FSNL

El gorrión es un ave común, paseiforme. Es decir, de pequeño tamaño, alas bien desarrolladas y patas provistas de cuatro dedos. Está adaptado al hábitat urbano hasta el punto de ser el pájaro más frecuente y conocido en esas áreas.

Sin embargo, al Gorrión que me refiero en estas líneas nada tiene que ver con las aves. Se trata de un hombre, como se dice, de carne y hueso. Combatiente del entonces Ejército Popular Sandinista, a quien conocí en Nicaragua, a principios de 1983. Allí me desempeñaba como corresponsal de guerra, enviado por la revista Verde Olivo.

El país se encontraba en plena lucha contra las bandas somocistas que sembraban el terror para revertir el proceso revolucionario en ese país centroamericano.

Un hecho preliminar antes de dialogar con el Gorrión consistió en que el colega José Dos Santos, también en esas funciones periodísticas, había llevado consigo un binocular común. No obstante su sencillez, el Gorrión lo pidió en préstamo a Dos Santos ese objeto y el mismo fue suficiente para descubrir un grupo enemigo que se acercaba y que recibió una contundente respuesta de fuego.

Bajo un frondoso árbol, en el corazón de Las Segovias, comencé la conversación con el Gorrión. Mestizo, de baja estatura y de fuerte complexión física. Carácter recio, fomentado en el combate al régimen somocista en el Frente Sandinista de Liberación Nacional. Pero también campechano, jovial y extrovertido. Muchos decían que parecía cubano.

Regresaba de la acción combativa, donde desempeñó un efectivo papel el binocular de Dos Santos. Aún el cañón de su fusil AKM se encontraba caliente cuando me comentó del hecho.

Compa, los cachimbeamos duro. Cuando les hicimos fuego, salieron soltando el c..  Jajaja, mis chavalos se batieron bien. Es que estos bandidos no nos quieren dejar tranquilos y el Gorrión tuvo que volver a las montañas…

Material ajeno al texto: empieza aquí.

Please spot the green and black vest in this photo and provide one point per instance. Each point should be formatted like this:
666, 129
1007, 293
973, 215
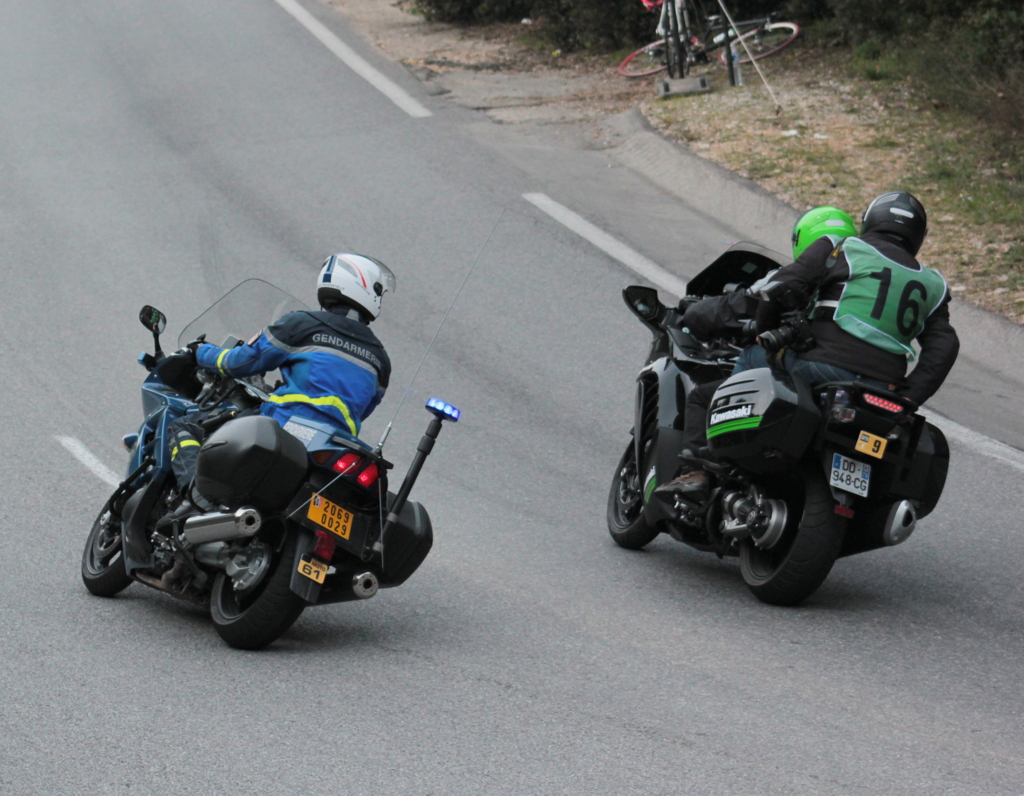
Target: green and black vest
885, 303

Ya era de mi conocimiento que había combatido en el FSLN y le pregunté qué le motivó por entonces a incorporarse a la lucha contra los  Somoza. No pensé encontrar esta respuesta.

Compa, una vez pasé por una vidriera de Managua y allí había como una suela de neumático con unas tiras y decían que esos eran los zapatos que se daban en Cuba. Me dije que eso no podía ser. Además, Somoza había prohibido escuchar la radio cubana. Pero eso me tentó a oír a Radio Habana Cuba y en sus informaciones políticas dando a conocer la situación en algunos países del mundo, similar a la que había aquí, dije hay que luchar y me incorporé al Frente. Radio Habana Cuba me hizo revolucionario.

Al hacer esa declaración, el colega Orlando Castellanos, quien integraba el grupo de corresponsales cubanos y era de esa emisora, se subió los espejuelos y tuvo una amplia y silenciosa sonrisa de satisfacción, Dos Santos asentía, Juan Luis Aguilera, mi hermano verdolivero, oprimía una y otra vez el obturador de su cámara, mientras mi corazón latía de alegría al saber que la prensa cubana creaba conciencia más allá de nuestras fronteras.